Now the State Goverment’s charging you to have a picnic
IF you’re planning a picnic this summer, get ready to pay for the privilege as the State Government rakes in millions of dollars in fees for prime pieces of parkland.

Expensive exercise ... Bernadeth Caslangen, holding daughter Dianne, celebrates a family member's birthday at Parramatta Park yesterday. Picture: Craig Greenhill Source: The Daily Telegraph
The tradition of sending out a family picnic scout at dawn to reserve a barbecue shelter, and taking turns to guard it zealously until the rest of the party arrives, is all but gone.
The Government and its relevant statutory authorities are the biggest beneficiaries when it comes to hiring public open spaces for private use.
The National Parks and Wildlife Service, the Sydney Olympic Park Authority, the Botanic Gardens and the Parramatta Park Trust rake in millions of dollars annually from the exclusive hire of shade.
Many parks already ban portable structures such as shade tents that need to be pegged into the ground.
At Parramatta, picnickers can hire shelters and tables at any number of the council’s 300 parks and reserves from $82.50 a day.
The Caslangens, who paid $110 to reserve a gazebo in Parramatta Park yesterday, said it was expensive but worth it on crowded days.
But the Hopkins family, who have had an annual picnic at the popular park for 34 years, did not know it cost to reserve the space and said that if portable structures were banned they would end their picnic tradition.
“That’s definitely wrong.
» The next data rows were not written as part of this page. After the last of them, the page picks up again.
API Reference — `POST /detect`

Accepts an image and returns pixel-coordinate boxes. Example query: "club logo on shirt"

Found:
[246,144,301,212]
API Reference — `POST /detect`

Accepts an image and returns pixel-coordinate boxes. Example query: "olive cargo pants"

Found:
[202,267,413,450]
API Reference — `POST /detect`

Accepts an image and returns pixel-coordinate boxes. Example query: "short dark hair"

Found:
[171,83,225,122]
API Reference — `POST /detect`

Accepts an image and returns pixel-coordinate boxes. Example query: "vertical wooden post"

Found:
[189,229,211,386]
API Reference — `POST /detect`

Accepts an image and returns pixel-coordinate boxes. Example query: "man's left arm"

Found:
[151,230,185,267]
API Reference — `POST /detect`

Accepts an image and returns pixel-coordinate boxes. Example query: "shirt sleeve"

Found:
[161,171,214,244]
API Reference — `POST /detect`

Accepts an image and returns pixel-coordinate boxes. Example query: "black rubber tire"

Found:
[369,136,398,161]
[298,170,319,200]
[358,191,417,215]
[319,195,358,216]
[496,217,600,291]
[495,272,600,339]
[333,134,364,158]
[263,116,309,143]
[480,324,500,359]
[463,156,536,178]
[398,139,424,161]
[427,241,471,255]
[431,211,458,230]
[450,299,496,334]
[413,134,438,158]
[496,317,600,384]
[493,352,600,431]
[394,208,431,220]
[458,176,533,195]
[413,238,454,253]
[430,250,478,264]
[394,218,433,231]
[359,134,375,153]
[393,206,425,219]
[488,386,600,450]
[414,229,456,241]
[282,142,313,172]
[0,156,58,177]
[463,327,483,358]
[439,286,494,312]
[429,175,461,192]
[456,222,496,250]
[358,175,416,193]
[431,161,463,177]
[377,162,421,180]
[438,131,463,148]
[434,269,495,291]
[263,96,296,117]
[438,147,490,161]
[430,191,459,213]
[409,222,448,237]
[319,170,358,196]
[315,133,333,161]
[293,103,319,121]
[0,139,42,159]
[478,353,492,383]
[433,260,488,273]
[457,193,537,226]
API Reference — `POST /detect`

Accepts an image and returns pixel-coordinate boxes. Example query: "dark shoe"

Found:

It’s a public place,” family member Wayne Katen said.
Picnic shelters at sprawling Fagan Park or the Galston Recreation Reserve can be held from $95 a day.
And anyone keen to secure the gazebo in Swain Gardens, at Killara, or the rotunda in Wahroonga Park can arrange it through Ku-ring-gai Council from $40 for four hours.
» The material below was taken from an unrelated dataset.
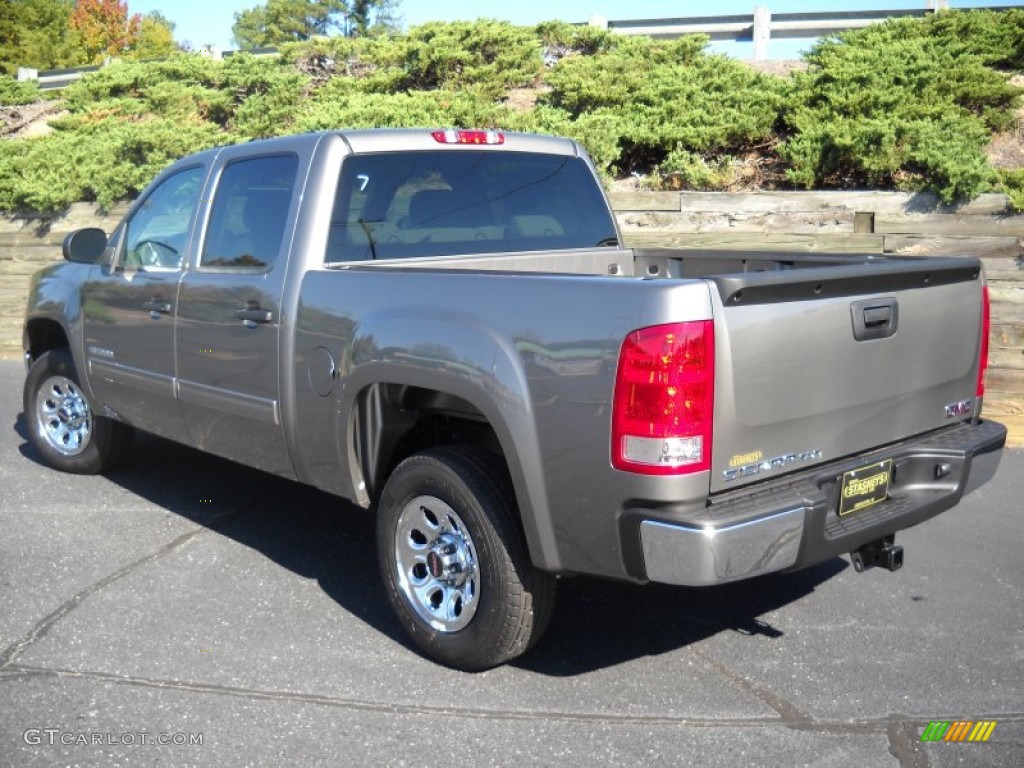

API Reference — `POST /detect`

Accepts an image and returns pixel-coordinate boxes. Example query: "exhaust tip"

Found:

The rotundas at Observatory Hill Park, Millers Point are so popular that Sydney City Council charges $570 a day for them.
And it’s not only local councils charging for shade.
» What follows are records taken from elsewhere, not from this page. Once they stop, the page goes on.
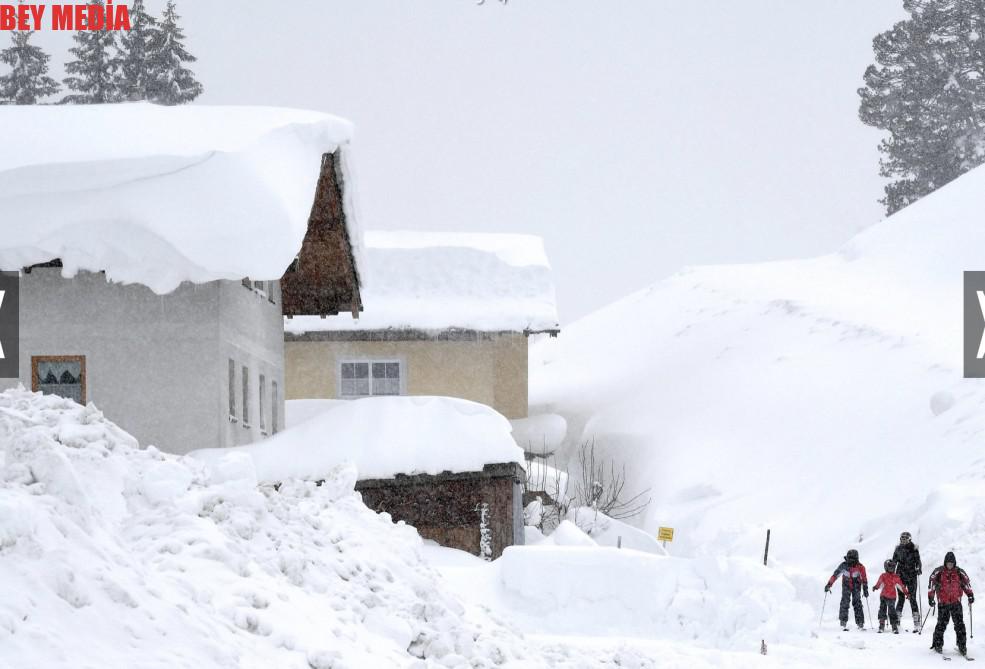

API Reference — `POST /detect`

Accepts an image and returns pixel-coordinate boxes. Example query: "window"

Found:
[229,358,236,421]
[270,381,280,434]
[339,360,401,397]
[243,365,250,427]
[257,374,267,434]
[31,355,86,404]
Barbecue shelters cannot be reserved at Bicentennial Park, Homebush, but from $195 families can book the large furnished shade sails at the Egret, Heron, Hill and Lake pavilions.
Even the jewels of Sydney Harbour and Botany Bay can be booked. Bare Island at La Perouse, Clarke Island, off Darling Point, and Rodd Island, in Iron Cove, can be yours for $236 for a few hours or up to $2200 for the day.